Dropbox acquires AI-powered calendar app Reclaim.ai

Reclaim.ai Inc., a Portland-based startup that uses artificial intelligence to coordinate schedules with its calendar app, announced Tuesday that it was acquired by file-sharing giant Dropbox Inc.

Founded in 2019, Reclaim’s calendaring tool assists with finding one of the best times for recurring routines, schedules tasks, tracks time and can even buffer breaks for travel and rest between meetings for entire teams and organizations.

Reclaim Founders Henry Shapiro and Patrick Lightbody said in an announcement on X that today the app is utilized by 320,000 users across greater than 43,000 corporations, including notable corporations comparable to PagerDuty, Zapier and GitHub.

Although Dropbox didn’t reveal the terms of the deal, the founders said that your complete team of twenty-two employees could be joining the storage giant in addition to your complete service. The founders added that they might proceed to take a position within the app and construct recent features and updates to the experience.

“We began Reclaim by specializing in the calendar because we believed — and still do — that it’s perhaps probably the most critical system that individuals, teams, and firms have for each understanding what’s being worked on and for taking motion,” the founders wrote within the announcement blog post. “We also consider that it only gets higher with increased intelligence, automation and humanity.”

The corporate had raised $9.5 million in funding to this point from investors including Calendly LLC, Index Ventures, Yummy Ventures and Gradient Ventures. Reclaim’s competitors include calendaring and scheduling automation services Calendly, Clockwise Inc. and Doodle AG.

In keeping with Shapiro and Lightbody, what drew them to Dropbox was a letter published by Chief Executive Drew Houston in 2018 that outlined his vision of a calendar that might make everyone’s life higher by organizing their day.

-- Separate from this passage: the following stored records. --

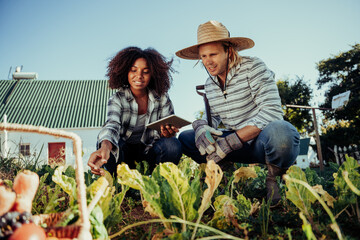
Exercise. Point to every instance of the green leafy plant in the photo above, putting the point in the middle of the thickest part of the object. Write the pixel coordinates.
(174, 190)
(303, 195)
(347, 183)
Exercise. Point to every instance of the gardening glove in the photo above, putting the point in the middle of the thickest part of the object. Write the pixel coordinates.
(224, 146)
(204, 139)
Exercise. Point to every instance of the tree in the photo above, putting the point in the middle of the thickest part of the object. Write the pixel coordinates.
(342, 73)
(298, 93)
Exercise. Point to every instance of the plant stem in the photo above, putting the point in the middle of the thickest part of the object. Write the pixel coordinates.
(349, 183)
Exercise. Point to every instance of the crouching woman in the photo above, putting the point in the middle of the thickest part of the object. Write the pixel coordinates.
(143, 79)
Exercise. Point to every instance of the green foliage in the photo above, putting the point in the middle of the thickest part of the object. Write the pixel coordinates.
(341, 73)
(229, 212)
(47, 198)
(299, 195)
(345, 194)
(298, 93)
(170, 190)
(264, 217)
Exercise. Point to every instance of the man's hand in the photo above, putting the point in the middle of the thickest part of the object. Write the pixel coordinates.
(168, 130)
(224, 146)
(99, 158)
(204, 139)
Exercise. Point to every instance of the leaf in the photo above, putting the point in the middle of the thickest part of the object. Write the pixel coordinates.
(182, 196)
(307, 228)
(244, 173)
(67, 184)
(107, 195)
(189, 168)
(147, 186)
(225, 211)
(324, 195)
(297, 193)
(213, 178)
(345, 194)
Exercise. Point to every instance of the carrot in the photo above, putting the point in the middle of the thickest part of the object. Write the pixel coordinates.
(25, 186)
(7, 199)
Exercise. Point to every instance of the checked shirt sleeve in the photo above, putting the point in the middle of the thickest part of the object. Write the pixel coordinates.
(111, 129)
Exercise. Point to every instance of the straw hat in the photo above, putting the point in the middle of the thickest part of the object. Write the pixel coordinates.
(214, 31)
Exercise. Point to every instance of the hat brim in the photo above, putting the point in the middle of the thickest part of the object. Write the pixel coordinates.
(239, 43)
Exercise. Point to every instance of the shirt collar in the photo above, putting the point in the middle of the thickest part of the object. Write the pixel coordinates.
(153, 96)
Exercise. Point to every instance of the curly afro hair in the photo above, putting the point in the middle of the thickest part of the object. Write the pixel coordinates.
(120, 65)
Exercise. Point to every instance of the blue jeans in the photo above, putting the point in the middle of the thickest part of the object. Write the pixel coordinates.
(277, 144)
(163, 150)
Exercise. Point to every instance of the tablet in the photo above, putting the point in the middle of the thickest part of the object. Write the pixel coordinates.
(172, 119)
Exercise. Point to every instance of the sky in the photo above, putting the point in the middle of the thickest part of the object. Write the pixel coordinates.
(72, 40)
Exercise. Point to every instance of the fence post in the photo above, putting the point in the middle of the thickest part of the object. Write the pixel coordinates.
(336, 154)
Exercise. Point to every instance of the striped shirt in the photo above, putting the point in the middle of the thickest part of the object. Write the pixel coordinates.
(252, 96)
(122, 115)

“Imagine attending to work within the morning to seek out your calendar reorganized so you’ve gotten a three-hour block of time to truly focus,” Houston said. “Imagine starting your day and seeing the right to-do list — one based on a deep understanding of your priorities and your team’s priorities.”

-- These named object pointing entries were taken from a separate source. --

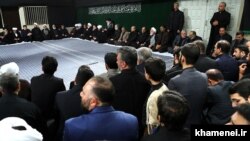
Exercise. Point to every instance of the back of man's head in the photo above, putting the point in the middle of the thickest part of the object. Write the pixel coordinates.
(155, 68)
(173, 110)
(215, 74)
(224, 46)
(49, 65)
(191, 53)
(128, 55)
(83, 75)
(143, 54)
(201, 45)
(110, 60)
(9, 83)
(241, 87)
(103, 89)
(244, 111)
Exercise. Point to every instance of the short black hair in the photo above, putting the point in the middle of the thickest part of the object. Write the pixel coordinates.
(224, 46)
(49, 65)
(243, 48)
(201, 45)
(129, 55)
(214, 74)
(83, 75)
(9, 83)
(103, 89)
(173, 109)
(240, 33)
(244, 110)
(155, 67)
(191, 52)
(242, 87)
(110, 60)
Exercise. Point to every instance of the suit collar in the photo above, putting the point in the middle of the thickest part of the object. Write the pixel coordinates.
(102, 109)
(190, 69)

Today, the founders of Reclaim said, the emergence and popular adoption of generative AI makes it possible to embrace this type of tooling. By joining forces with Dropbox, users will get a calendar that not only understands what other individuals are doing but additionally what they’re involved with. The ability of generative AI makes it possible so that you can just say what you wish and may handle all of the underlying work of scheduling for you.

Requiem currently works only with Google Calendar, however the team says that a key priority is bringing support for Microsoft Corp.’s Outlook on board in the subsequent few months for all users. The corporate also said it’s working towards introducing an AI copilot named Reclaim Assistant.